Thanks for taking the time to do that.
What I have bolded in your quote describes what somebody might learn over time through practice in dealing intelligently with a large number of people.
It's not just self-referentiality there's quite a lot of coreferentiality involved I think it's safe to say.
How does an algorithm pack in what seems like the potentially infinite amount of info needed to make the formalization you laid out?
Thanks in advance for dealing with my questions.
Well it obviously needs to be very complex -- but that isn't necessarily as big a deal as you might think.
Because you need to understand that there is a distinction between the complexity of an
instance of an algorithm and the "original" or "base" or "class" or whatever you want to call it, algorithm.
For example, your DNA contains the algorithm(s) needed to describe you exactly as you are -- kind of. But they are only the "template" part of the algorithm, the part people talk about when they say "this algorithm was used to arrive at this state" or something like that. What is omitted in such a statement, but what is implied, is all the
data that is
included in a particular "run" or "instance" of the algorithm. In the case of you, the "template" of your DNA has produced an instance that has been "running" on data -- the environment of you and your cells -- for a long time.
Obviously, the latter is much more complex than your DNA. It would be impossible to store very much about your current state in your DNA -- there is just too much complexity in you as you are now. People think DNA has tons of storage but they are wrong -- it had tons of storage in 1970 when people's segmented core drives had only kilobytes of memory, but now when you can get terabyte drives for under $50 DNA isn't the masterpiece it used to be. The trick is that evolution led to DNA that relies upon
the laws of nature to do most of it's heavy lifting.
For instance, does DNA instruct most biochemicals on how to react? No, of course not. There is no need to -- as long as DNA instructs the cells to make the chemicals, and maybe get them in proximity, basic chemistry takes over and the reactions take place. DNA doesn't even instruct enzymes on how to catalyze -- it just instructs the cells how to make the enzymes and then nature takes over. If you wanted to embed *every* step of such an algorithm in the instructions of DNA it would require orders of magnitude more complexity than is available.

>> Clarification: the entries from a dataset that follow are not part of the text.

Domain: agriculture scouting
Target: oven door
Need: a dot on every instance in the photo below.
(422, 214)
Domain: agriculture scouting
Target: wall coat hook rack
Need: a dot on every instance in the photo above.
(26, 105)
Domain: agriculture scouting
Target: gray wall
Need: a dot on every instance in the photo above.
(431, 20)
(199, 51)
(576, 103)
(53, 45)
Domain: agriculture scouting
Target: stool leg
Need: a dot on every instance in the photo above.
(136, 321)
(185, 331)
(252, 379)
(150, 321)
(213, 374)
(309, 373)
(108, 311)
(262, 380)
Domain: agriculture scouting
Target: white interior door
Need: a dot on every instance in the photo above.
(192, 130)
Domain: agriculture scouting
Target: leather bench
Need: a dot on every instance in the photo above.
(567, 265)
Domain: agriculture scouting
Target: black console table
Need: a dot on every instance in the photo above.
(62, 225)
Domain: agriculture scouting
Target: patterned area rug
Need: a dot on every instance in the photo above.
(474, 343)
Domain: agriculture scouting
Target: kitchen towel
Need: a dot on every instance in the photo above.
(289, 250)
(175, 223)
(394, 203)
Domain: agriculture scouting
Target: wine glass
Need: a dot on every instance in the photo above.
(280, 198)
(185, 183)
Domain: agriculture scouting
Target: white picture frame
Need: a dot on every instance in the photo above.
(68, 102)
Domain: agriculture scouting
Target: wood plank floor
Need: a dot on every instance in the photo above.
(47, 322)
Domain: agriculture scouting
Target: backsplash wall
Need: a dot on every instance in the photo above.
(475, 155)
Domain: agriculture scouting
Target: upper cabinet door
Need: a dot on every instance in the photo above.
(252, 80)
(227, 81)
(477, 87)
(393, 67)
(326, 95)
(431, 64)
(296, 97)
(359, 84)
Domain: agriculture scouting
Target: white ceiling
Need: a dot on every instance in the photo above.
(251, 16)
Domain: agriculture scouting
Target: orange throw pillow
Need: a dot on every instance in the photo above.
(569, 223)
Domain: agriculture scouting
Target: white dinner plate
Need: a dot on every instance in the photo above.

And does DNA instruct your brain on how to act given a certain situation? Does DNA instruct you on how to drive a car, or speak English, or even make fundamental inferences about causation (the most basic task of any brain) ? No, of course not. All DNA has done is given your neurons a very primitive topographical arrangement -- that of a baby. The laws of nature, combined with the environment you grew up in, leads to everything else.
So, long story short, the same kind of tricks can be used to specify a formal algorithm that has
emergent behavior vastly more complex than the formalization itself. Yes, the formalization your are asking for would be very complex, but it might not be as complex as you envision, because all that is required is the formalization of steps that
are not implicit given the laws of nature. All the other stuff -- the steps that
are implicit, that combine with the basic algorithm to generate an instance that has emergent properties and behavior -- can be omitted, and there are very many such steps.
That means you can describe an
infinite set of behavior with a
finite algorithm. Then what ends up being infinite are the various
instances of the algorithm that occur.